Northern Florida is peppered with small towns reminiscent of the Deep South, but our favorite is Micanopy, just off I-75. Its sleepy downtown – along Cholokka Boulevard – features moss-draped live oaks and 19th-century brick buildings converted into antique and craft shops, hotels, and places to eat. Highlights include the Gallery Under the Oaks, set in a historic log cabin from the 1930s, the enlightening Micanopy Historical Society Museum, and 10 miles east in Cross Creek, the Marjorie Kinnan Rawlings Historic State Park. The latter commemorates beloved local writer Marjorie Kinnan Rawlings (1896–1953), author of the best selling novel The Yearling (1937). The nearby Paynes Prairie Preserve State Park is also worth checking out, with 8 hiking trails, a 50-foot high observation tower, and plenty of wildlife – including wild-roaming bison and horses.

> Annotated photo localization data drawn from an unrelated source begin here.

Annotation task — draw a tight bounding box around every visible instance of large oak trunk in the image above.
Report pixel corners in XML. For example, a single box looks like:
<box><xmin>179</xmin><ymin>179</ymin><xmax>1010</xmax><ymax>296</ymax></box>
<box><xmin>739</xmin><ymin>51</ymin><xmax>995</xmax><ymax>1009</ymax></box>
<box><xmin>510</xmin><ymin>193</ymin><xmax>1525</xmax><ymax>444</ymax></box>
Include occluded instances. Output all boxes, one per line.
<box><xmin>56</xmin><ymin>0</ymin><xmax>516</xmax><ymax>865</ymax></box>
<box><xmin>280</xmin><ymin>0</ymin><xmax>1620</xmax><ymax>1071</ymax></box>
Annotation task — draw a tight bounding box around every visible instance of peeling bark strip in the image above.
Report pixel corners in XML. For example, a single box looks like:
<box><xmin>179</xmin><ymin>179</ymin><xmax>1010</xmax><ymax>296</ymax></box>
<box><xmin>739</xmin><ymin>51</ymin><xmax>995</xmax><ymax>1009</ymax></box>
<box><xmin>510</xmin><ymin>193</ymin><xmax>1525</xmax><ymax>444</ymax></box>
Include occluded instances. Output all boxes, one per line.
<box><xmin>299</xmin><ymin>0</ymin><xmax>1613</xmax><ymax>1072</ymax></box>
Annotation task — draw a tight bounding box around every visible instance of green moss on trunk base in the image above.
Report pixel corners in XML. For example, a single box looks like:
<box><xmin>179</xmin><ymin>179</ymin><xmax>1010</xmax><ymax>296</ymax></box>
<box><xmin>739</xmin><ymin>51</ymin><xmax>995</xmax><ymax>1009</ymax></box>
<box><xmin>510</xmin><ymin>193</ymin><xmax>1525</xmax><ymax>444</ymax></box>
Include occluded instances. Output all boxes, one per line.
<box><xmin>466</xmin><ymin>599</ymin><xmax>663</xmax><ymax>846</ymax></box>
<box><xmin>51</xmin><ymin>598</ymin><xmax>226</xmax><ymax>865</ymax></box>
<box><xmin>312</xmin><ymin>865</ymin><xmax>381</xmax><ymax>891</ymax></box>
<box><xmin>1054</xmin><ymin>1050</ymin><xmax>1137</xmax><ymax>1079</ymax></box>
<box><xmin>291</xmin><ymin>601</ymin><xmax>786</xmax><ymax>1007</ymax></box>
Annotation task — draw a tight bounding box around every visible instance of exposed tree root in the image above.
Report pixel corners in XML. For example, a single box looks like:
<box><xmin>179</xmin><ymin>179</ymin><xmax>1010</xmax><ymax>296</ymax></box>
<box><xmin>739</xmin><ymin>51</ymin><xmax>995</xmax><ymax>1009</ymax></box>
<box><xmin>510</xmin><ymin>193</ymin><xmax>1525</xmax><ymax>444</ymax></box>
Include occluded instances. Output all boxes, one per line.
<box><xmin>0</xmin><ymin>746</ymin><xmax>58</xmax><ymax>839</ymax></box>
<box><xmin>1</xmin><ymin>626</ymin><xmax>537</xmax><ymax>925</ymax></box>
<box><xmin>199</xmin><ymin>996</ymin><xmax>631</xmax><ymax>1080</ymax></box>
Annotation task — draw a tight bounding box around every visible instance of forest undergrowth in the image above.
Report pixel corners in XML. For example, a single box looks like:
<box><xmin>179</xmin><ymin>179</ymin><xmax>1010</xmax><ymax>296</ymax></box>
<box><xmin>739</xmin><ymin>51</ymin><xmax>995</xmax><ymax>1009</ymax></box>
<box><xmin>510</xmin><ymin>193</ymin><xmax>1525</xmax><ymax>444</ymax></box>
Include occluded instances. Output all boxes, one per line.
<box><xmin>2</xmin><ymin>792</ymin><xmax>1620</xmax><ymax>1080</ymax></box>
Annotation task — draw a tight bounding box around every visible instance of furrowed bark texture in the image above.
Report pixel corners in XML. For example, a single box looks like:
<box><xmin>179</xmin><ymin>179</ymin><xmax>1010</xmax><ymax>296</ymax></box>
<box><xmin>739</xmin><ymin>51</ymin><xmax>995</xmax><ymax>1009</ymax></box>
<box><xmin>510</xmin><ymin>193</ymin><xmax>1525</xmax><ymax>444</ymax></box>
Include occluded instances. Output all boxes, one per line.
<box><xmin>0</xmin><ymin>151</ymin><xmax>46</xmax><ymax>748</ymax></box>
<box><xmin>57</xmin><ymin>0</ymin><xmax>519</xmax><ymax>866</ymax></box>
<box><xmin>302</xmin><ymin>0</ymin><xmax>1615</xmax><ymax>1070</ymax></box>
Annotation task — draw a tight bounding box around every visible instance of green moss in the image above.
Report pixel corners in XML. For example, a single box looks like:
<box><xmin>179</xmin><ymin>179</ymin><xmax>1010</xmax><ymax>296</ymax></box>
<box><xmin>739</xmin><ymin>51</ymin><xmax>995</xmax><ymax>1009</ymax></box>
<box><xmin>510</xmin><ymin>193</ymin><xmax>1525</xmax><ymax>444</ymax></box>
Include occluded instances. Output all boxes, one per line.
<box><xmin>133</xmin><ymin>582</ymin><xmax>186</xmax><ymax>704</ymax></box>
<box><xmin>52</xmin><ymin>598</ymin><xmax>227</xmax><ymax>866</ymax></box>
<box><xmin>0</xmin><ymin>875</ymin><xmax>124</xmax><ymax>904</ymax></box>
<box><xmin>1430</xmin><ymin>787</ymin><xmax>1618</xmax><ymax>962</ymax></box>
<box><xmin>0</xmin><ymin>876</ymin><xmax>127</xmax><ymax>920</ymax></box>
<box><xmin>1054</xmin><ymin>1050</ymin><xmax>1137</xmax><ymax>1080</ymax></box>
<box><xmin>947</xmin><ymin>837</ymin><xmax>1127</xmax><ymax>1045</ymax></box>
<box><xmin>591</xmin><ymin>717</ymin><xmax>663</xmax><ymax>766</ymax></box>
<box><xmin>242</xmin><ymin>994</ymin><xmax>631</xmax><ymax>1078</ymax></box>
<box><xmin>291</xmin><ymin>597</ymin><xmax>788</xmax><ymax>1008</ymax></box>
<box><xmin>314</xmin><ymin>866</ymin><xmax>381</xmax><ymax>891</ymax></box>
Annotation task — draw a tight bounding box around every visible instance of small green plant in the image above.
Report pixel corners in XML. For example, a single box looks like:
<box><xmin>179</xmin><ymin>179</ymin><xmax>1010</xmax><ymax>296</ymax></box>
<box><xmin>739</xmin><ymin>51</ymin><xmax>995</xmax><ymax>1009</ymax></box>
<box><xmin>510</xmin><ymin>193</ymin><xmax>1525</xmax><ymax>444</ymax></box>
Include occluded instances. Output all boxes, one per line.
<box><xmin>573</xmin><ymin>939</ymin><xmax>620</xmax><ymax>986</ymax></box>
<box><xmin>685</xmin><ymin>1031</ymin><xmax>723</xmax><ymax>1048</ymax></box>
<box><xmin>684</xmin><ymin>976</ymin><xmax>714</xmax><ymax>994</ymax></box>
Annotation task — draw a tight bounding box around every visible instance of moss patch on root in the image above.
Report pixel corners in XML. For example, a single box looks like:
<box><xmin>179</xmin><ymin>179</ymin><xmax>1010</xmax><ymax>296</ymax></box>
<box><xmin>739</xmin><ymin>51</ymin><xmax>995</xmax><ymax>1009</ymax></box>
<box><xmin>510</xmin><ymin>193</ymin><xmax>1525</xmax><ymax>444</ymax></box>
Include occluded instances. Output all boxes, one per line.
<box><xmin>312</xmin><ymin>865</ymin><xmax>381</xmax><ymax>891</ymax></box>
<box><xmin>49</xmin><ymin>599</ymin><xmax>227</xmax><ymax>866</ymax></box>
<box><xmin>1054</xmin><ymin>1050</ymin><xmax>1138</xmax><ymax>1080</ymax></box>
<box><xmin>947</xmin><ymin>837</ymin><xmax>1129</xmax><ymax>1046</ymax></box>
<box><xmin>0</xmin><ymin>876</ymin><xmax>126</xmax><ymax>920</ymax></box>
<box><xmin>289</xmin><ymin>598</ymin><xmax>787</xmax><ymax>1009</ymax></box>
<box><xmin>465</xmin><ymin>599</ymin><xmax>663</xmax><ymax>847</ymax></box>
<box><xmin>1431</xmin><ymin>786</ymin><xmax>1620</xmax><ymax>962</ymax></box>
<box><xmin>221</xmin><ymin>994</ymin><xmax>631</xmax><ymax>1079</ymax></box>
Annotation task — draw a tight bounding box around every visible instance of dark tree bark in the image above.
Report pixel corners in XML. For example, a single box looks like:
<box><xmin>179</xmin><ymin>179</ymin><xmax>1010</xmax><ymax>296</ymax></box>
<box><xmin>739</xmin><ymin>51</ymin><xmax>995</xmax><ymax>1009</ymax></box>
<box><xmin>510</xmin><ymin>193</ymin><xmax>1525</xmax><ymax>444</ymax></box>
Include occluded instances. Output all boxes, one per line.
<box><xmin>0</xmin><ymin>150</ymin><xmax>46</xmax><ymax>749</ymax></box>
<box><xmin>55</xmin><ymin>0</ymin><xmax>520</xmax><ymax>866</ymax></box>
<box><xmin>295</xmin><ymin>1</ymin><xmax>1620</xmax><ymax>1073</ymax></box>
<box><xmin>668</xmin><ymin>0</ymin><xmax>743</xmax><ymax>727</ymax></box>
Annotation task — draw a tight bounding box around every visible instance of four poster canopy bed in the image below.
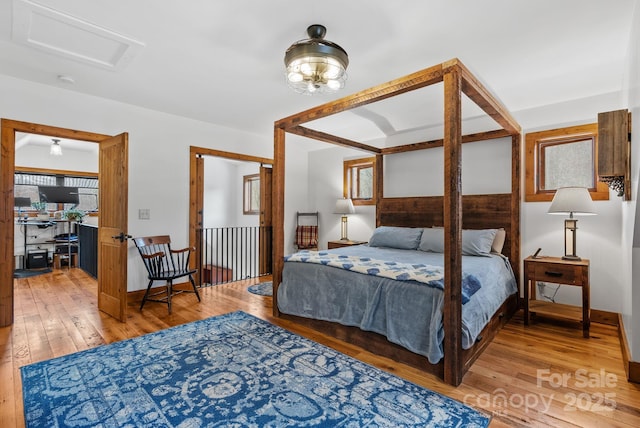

Known as the “the canoe capital of Florida”, Blackwater River State Forest covers a large chunk of the Panhandle. It encompasses land along the Blackwater River, which meanders 30 miles south from Alabama to Blackwater Bay. It also includes Blackwater River State Park, with canoeing and kayaking and 30 beautiful sand beaches spanning the length of the river.
Florida Travel Itinerary
Florida is not huge by North American standards, but it is very long, meaning that driving from Miami to Pensacola (675 miles) can take a couple of days. With limited time, it’s best to focus on either the south/center or north/Panhandle sections of the state, which are in any case very different.